Money can be destroyed by bankruptcy and dept repudiation, but can value be destroyed? Value is a perception, after all, and cannot be compared across people. Nevertheless, it is possible to argue that value can be destroyed, and moreover, that value ordinarily decays over time, whether it be the value of a tangible good or of a service.
The perception of the value of an item represents the degree to which the item enables the owner to achieve some current or future goal. Consider first a service. The typical service enables the person served to satisfy some goal that existed at the time. The effect of such a service dissipates fast, as goals change. The value of having had one’s hair cut becomes less as the hair grows long again; the value of being given a programme for a play becomes less as the play progresses. Some services have longer value, of course. The value of being taught a skill may stay for a very long time. But for the most part, the value of a service declines toward zero with time since the service.
Consider a tangible good. When it was acquired, it served to bring some perception nearer its reference value at the time.That was its value to the acquirer. As tiome goes by, controlled perceptions change, and the reference values change for perceptions that remain controlled. While it is possible that the tangible good increases its effectiveness in controlling the owner's perceptions, it is more probable that it becomes less effective, and therefor of less value. The owner has "moved on". Moreover, the good itself is subject to decay and damage, which will decrease its value if not corrected (a perception of its quality being controlled by the owner). So, on average, the value of a tangible good, like that of a service, is likely to decline over time. Exceptions exist, of course. Part of the value of a good (or of a skill) is the possibility that it may be exchanged for money, so the more value the money-equivalent has to the possessor of the good or skill, the more valuable that good or skill.
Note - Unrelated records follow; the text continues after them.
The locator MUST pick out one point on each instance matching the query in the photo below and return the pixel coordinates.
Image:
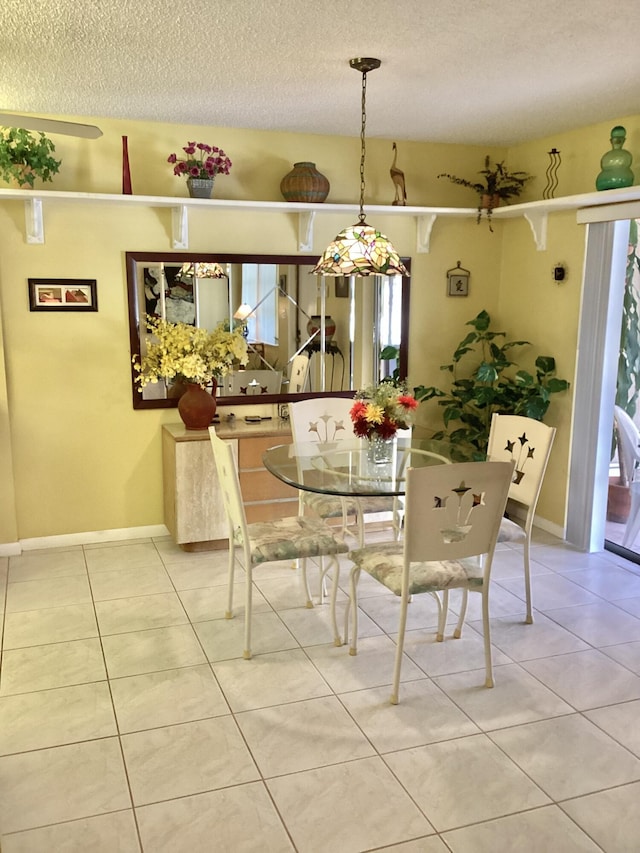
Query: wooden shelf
(535, 212)
(34, 220)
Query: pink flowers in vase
(202, 161)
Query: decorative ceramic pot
(492, 201)
(200, 187)
(380, 450)
(197, 406)
(304, 183)
(315, 325)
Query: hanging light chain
(361, 217)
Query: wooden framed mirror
(307, 335)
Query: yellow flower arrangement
(183, 353)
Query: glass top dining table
(347, 468)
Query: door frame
(596, 374)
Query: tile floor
(129, 722)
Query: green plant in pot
(497, 184)
(493, 382)
(25, 156)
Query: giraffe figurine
(397, 176)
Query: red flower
(357, 410)
(407, 402)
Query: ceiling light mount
(361, 249)
(365, 64)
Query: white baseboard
(90, 537)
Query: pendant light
(361, 249)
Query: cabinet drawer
(262, 486)
(271, 511)
(251, 450)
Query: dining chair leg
(230, 578)
(462, 615)
(443, 609)
(305, 580)
(487, 639)
(246, 654)
(337, 639)
(395, 691)
(463, 612)
(353, 604)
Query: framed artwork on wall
(458, 281)
(63, 294)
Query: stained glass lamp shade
(361, 249)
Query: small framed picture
(63, 294)
(342, 287)
(458, 281)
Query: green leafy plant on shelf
(494, 382)
(25, 156)
(628, 381)
(497, 184)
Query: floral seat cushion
(291, 538)
(385, 563)
(511, 532)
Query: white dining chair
(528, 443)
(285, 539)
(452, 519)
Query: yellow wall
(83, 459)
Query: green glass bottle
(615, 164)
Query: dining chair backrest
(528, 443)
(628, 445)
(321, 420)
(454, 511)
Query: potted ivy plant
(25, 156)
(492, 382)
(497, 184)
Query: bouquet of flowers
(381, 410)
(183, 353)
(202, 161)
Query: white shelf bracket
(180, 227)
(305, 231)
(424, 224)
(538, 222)
(33, 220)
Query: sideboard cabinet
(193, 507)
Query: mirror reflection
(306, 335)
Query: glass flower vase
(380, 450)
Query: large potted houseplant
(25, 156)
(492, 382)
(497, 184)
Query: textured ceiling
(493, 72)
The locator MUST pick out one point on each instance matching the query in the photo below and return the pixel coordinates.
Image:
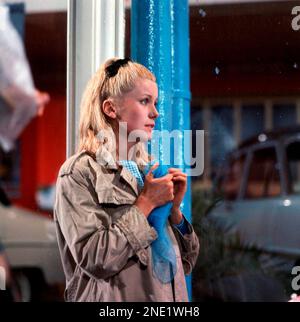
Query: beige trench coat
(104, 240)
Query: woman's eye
(145, 101)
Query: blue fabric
(163, 253)
(133, 168)
(182, 226)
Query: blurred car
(259, 185)
(29, 240)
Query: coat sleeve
(189, 246)
(99, 246)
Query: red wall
(43, 146)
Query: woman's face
(138, 108)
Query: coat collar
(105, 158)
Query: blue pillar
(160, 41)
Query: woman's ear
(109, 109)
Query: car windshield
(293, 158)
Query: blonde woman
(104, 197)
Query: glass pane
(252, 120)
(221, 134)
(231, 184)
(284, 115)
(263, 180)
(293, 157)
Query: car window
(263, 180)
(231, 180)
(293, 158)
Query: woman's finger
(171, 170)
(155, 165)
(179, 178)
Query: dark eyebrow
(151, 97)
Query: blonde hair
(92, 119)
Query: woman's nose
(154, 113)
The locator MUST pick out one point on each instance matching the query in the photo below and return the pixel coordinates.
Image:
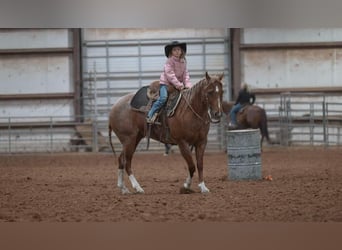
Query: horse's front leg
(126, 159)
(186, 153)
(199, 158)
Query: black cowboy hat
(169, 47)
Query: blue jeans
(233, 113)
(160, 101)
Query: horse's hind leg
(121, 182)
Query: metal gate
(113, 68)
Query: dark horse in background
(189, 125)
(250, 116)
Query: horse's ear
(207, 76)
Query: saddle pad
(140, 99)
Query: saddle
(146, 95)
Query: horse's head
(214, 93)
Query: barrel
(244, 154)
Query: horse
(250, 116)
(198, 107)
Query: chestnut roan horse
(251, 116)
(199, 105)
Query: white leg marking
(187, 182)
(135, 184)
(121, 184)
(203, 188)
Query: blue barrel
(244, 154)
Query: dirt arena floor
(306, 187)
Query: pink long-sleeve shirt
(175, 73)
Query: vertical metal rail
(107, 73)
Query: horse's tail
(263, 126)
(110, 138)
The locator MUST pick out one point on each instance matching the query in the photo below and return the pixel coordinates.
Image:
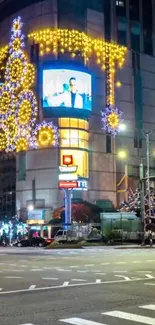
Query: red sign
(65, 184)
(67, 160)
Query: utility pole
(148, 172)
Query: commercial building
(56, 38)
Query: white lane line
(126, 278)
(149, 276)
(32, 287)
(50, 278)
(73, 266)
(131, 317)
(79, 321)
(63, 270)
(149, 307)
(107, 263)
(73, 285)
(144, 271)
(79, 280)
(13, 277)
(121, 262)
(65, 284)
(120, 271)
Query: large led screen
(66, 89)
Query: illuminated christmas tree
(18, 104)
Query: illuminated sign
(68, 177)
(68, 169)
(67, 160)
(82, 185)
(65, 184)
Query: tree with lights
(18, 103)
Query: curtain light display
(18, 104)
(111, 118)
(44, 135)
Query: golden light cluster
(3, 139)
(21, 144)
(16, 70)
(5, 101)
(29, 76)
(45, 137)
(75, 42)
(113, 120)
(24, 113)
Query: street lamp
(30, 208)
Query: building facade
(128, 23)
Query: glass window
(80, 158)
(74, 123)
(134, 9)
(121, 8)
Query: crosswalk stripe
(131, 317)
(79, 321)
(149, 307)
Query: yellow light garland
(45, 137)
(24, 113)
(3, 140)
(113, 120)
(29, 77)
(21, 144)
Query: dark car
(40, 242)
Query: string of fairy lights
(18, 105)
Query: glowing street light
(30, 207)
(122, 154)
(122, 127)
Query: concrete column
(49, 231)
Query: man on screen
(68, 98)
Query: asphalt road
(84, 287)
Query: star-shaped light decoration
(111, 119)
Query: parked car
(40, 242)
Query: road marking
(126, 278)
(65, 284)
(79, 280)
(73, 266)
(105, 263)
(72, 285)
(149, 276)
(150, 307)
(131, 317)
(32, 287)
(79, 321)
(144, 271)
(63, 270)
(50, 278)
(13, 277)
(120, 271)
(121, 262)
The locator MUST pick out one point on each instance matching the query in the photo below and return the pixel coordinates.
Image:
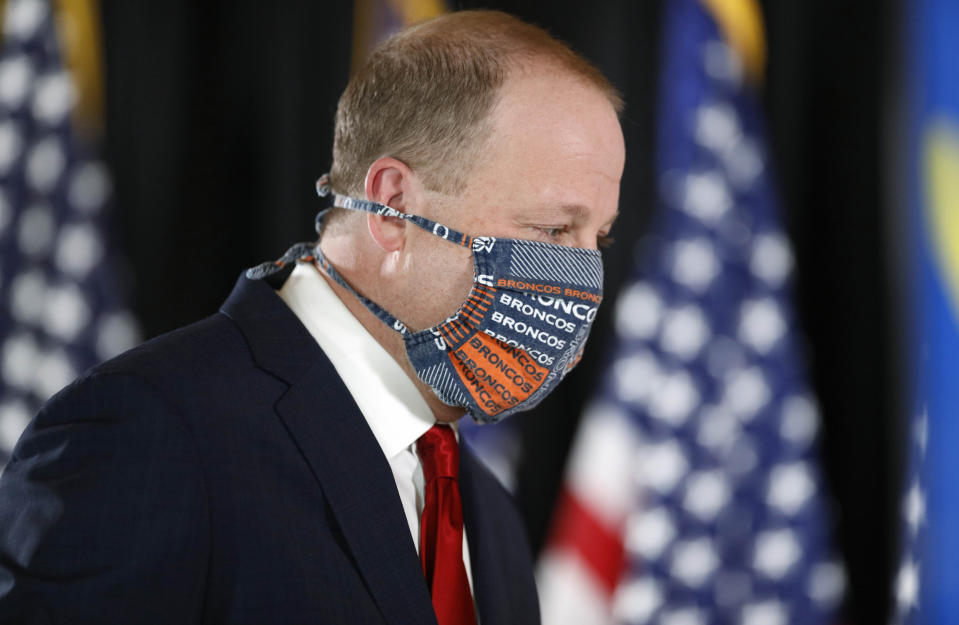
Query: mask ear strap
(344, 201)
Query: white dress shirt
(392, 405)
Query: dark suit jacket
(223, 474)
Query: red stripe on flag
(579, 530)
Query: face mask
(520, 331)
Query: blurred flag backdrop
(60, 299)
(927, 585)
(693, 493)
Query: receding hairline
(526, 46)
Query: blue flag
(927, 585)
(60, 310)
(699, 450)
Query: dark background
(219, 119)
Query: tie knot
(438, 452)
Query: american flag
(693, 494)
(60, 308)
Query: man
(287, 460)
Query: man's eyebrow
(570, 209)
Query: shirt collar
(392, 405)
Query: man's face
(551, 173)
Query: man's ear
(389, 182)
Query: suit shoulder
(192, 348)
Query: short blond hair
(425, 95)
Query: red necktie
(441, 528)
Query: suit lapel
(339, 447)
(489, 581)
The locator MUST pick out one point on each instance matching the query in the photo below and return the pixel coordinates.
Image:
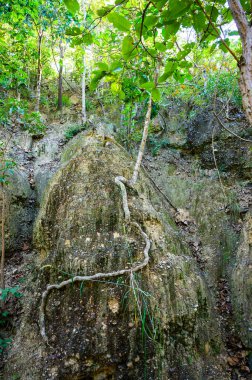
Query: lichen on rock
(150, 324)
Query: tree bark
(39, 70)
(245, 63)
(60, 82)
(2, 283)
(142, 145)
(83, 83)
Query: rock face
(19, 212)
(242, 284)
(157, 323)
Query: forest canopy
(125, 50)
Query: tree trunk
(142, 145)
(39, 70)
(245, 64)
(60, 82)
(83, 84)
(245, 81)
(2, 282)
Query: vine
(122, 183)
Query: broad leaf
(148, 85)
(72, 5)
(102, 66)
(87, 39)
(156, 96)
(128, 47)
(74, 31)
(119, 21)
(149, 21)
(170, 30)
(161, 47)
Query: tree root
(120, 181)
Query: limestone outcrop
(157, 323)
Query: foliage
(15, 113)
(157, 144)
(73, 131)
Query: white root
(120, 181)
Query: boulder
(242, 284)
(155, 323)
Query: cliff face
(242, 284)
(156, 323)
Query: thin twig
(231, 132)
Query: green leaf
(179, 76)
(150, 20)
(170, 66)
(116, 66)
(115, 88)
(87, 39)
(122, 95)
(233, 33)
(102, 66)
(161, 47)
(119, 21)
(98, 75)
(74, 31)
(148, 85)
(155, 93)
(72, 5)
(213, 12)
(177, 8)
(128, 47)
(199, 21)
(104, 10)
(185, 64)
(170, 30)
(160, 3)
(222, 45)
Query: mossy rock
(153, 325)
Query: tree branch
(217, 31)
(239, 17)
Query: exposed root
(120, 181)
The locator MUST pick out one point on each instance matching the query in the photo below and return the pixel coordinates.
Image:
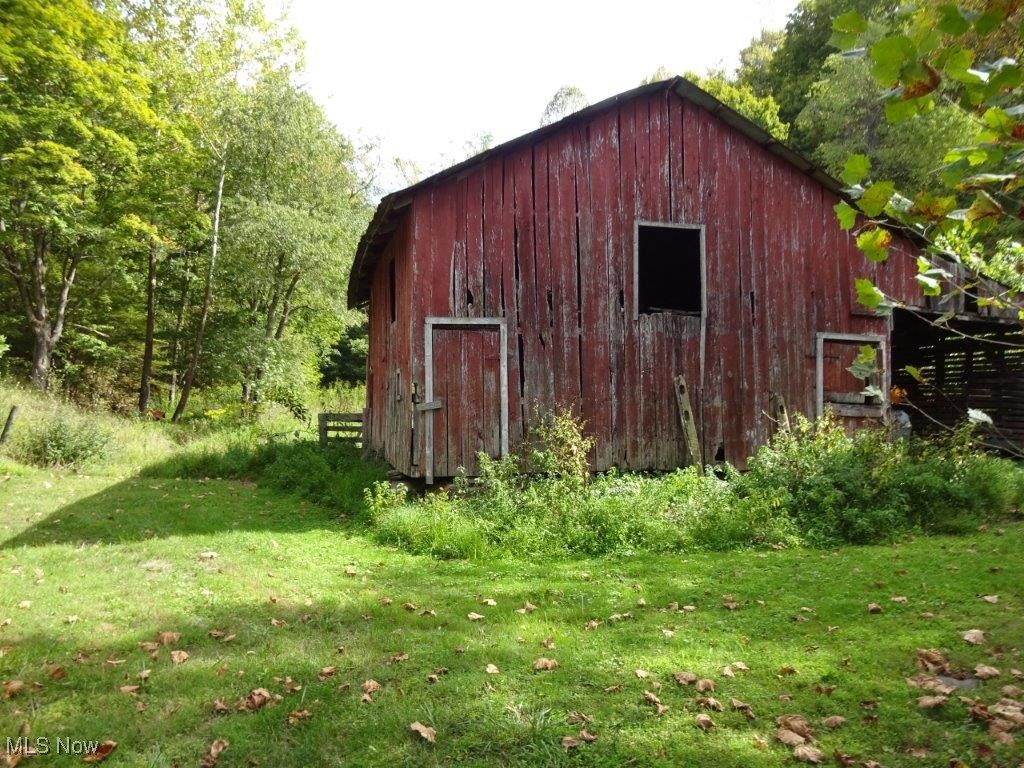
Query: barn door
(856, 399)
(466, 393)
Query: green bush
(62, 441)
(813, 484)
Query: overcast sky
(426, 77)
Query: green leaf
(890, 55)
(875, 244)
(901, 110)
(846, 214)
(875, 199)
(867, 294)
(984, 208)
(856, 169)
(951, 20)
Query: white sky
(423, 78)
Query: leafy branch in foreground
(934, 53)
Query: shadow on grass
(516, 717)
(211, 492)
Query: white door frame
(429, 406)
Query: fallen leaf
(808, 754)
(100, 753)
(984, 672)
(790, 738)
(210, 759)
(424, 731)
(975, 637)
(710, 704)
(796, 723)
(930, 702)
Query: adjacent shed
(653, 245)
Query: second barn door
(468, 415)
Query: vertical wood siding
(544, 236)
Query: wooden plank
(687, 424)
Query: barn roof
(391, 207)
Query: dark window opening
(669, 269)
(392, 303)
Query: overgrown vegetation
(812, 485)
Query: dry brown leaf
(790, 738)
(710, 704)
(808, 754)
(975, 637)
(210, 759)
(797, 724)
(100, 753)
(984, 672)
(933, 660)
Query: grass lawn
(90, 567)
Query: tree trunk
(189, 377)
(151, 324)
(42, 353)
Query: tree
(842, 118)
(755, 61)
(72, 108)
(760, 110)
(567, 99)
(796, 65)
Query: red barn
(655, 238)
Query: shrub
(64, 440)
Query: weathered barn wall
(543, 236)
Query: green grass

Antique goods, in particular, are more likely to increase in money-equivalent value than to diminish in money-equivalent value over time, and this increase may more than compensate for any decrease in other contributions to its value.
Since, with some notable exception, both services and goods are more likely to decline rather than to increase in value over time since their acquisition, it follows that if the overall value of an economy is to be sustained, compensating value must continually be created. It has been argued earlier that this compensating value derives from two sources: (1) the increase in value to each partner in a mutually agreeable trade, and (2) the work involved in creating structure from natural resources. Increases of the first kind have a natural limit, inasmuch as things and services tend to decline in value over time, so even as the fit of the goods and services to the needs of the people improves, the usefulness of the goods and services is declining. If this is true, then stability in an economy can derive only from the work that is put into enhancing the usefulness of natural resources, including the reworking of discarded goods, and the enhancement of skills.